As litigators, we carry the risk of falling into a fruitless vacuum as stars of our own courtroom television drama, instinctively leaning into an acrimonious defence position and vehemently bridling at any suggestion of a deficiency in our case. However, mediation is not a zero-sum game, and demeanour that may be appropriate in a courtroom (e.g standing up and exclaiming “I object” or cross-examining another party) will unlikely be appropriate across a mediation table. When engaging in negotiations at a mediation, adopting an approach that is conducive to our ultimate objective of reaching a mutually acceptable outcome will be most effective. We are afforded an opportunity to, and should, depart from positional bargaining. Taking the opportunity to understand the other parties’ concerns and being persuasive rather than adversarial will more likely facilitate an outcome in line with our client’s best interests. In the same vein, we must be conscious to maintain our professional integrity and remember that being respectful and courteous to other parties is a sign of strength rather than weakness.

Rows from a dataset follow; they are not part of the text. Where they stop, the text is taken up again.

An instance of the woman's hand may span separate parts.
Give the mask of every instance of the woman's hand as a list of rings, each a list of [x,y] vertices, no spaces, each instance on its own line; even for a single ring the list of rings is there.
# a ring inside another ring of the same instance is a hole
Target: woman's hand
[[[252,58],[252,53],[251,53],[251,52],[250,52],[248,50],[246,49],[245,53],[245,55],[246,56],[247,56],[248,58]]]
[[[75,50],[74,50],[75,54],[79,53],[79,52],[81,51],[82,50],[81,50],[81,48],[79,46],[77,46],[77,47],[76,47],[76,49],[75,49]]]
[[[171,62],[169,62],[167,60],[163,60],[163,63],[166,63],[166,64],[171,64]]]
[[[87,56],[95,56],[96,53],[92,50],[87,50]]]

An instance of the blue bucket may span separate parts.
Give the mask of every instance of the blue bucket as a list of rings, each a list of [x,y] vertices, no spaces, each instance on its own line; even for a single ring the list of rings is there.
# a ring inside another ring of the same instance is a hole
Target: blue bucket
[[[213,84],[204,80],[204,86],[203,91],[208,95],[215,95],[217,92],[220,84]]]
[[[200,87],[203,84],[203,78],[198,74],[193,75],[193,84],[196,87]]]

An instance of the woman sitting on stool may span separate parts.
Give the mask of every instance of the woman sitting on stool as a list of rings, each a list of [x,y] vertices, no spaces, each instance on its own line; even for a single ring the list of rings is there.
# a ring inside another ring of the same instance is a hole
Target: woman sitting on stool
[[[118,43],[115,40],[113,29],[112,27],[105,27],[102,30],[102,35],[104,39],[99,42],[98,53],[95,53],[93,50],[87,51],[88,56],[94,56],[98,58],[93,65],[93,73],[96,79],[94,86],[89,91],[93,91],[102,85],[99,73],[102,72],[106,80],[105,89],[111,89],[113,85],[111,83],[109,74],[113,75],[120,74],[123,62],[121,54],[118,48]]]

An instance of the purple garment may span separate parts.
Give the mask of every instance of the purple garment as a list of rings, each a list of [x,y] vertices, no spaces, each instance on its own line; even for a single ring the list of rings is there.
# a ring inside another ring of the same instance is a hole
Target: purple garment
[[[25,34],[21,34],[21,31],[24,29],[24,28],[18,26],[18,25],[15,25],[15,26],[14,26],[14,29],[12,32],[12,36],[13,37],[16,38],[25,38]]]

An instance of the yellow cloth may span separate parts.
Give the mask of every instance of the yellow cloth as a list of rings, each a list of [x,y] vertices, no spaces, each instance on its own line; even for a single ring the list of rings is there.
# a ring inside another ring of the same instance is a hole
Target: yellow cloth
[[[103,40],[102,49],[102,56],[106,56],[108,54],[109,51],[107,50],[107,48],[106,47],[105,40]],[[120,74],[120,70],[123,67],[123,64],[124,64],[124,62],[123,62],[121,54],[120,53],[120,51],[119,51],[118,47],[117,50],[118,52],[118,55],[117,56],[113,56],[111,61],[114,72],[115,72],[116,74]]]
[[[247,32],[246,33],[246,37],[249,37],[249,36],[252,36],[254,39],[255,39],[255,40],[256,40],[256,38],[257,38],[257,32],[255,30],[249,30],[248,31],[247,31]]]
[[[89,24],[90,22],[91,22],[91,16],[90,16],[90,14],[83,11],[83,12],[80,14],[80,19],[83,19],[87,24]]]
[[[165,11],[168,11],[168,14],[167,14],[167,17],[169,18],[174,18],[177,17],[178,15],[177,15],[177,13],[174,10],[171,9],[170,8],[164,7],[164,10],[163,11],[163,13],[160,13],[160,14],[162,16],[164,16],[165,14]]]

Duty under the legislation

A recurring theme in the Civil Procedure Act 2005 (NSW) s 27, mediation agreements, and within broader mediation discourse, is that parties must conduct mediation in “good faith”. The notion of good faith transports us into a complex terrain of mediation ethics, which I will not attempt to discuss here.

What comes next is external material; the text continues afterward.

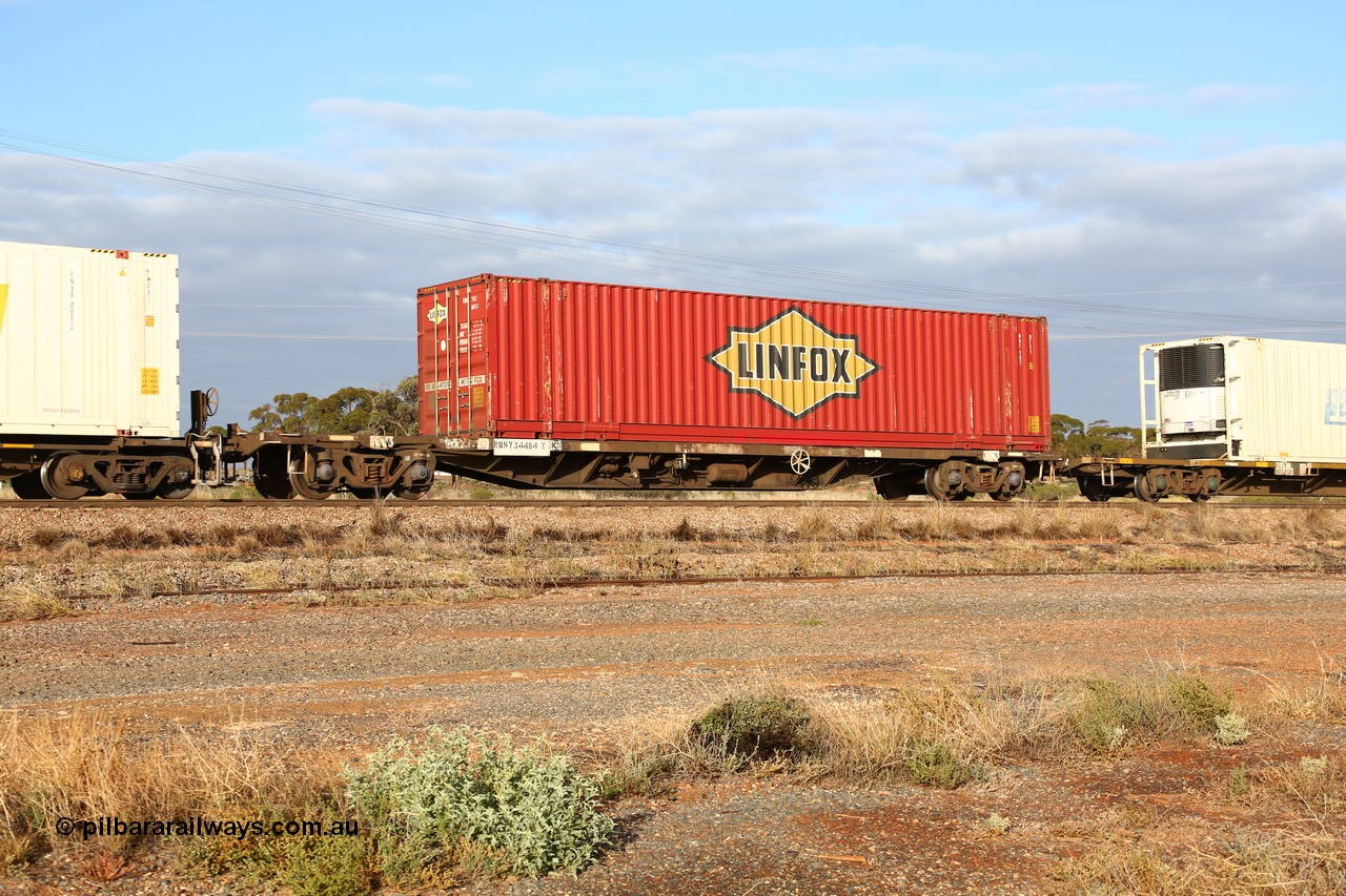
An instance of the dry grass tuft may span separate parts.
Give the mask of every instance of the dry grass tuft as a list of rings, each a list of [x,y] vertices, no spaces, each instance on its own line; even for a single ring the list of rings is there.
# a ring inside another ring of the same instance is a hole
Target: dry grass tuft
[[[66,853],[86,842],[113,854],[133,846],[63,835],[55,829],[61,818],[222,817],[230,807],[295,805],[331,780],[241,735],[206,745],[186,731],[135,737],[109,713],[9,713],[0,720],[0,858],[20,862],[42,848]]]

However, one element of this concept of “good faith”, which is appropriately guided by the above-discussed risk assessment, is being cognisant to avoid misleading or deceiving other parties by making false assertions about a client’s case or failing to correct a misapprehension by another solicitor.  This is an obligation that applies to us as legal practitioners in and outside of mediation and aligns with our paramount duty to the administration of justice (Legal Profession Uniform Law Australian Solicitors’ Conduct Rules 2015 r 22.  See also r 4.1.2 and r 3.1).

Ultimately, while mediation may offer an alternative platform for resolving disputes, to mediate effectively, parties must be adequately informed of the risks associated with their own case and be realistic as to what might represent an outcome they would be content to walk away with. However, even more integral to an effective process, and consequently an effective outcome, will be an appreciation of the “non-adversarial” environment offered by mediation and accordingly, the adoption of an appropriate approach and attitude.

Elle Belekas is a solicitor at MinterEllison.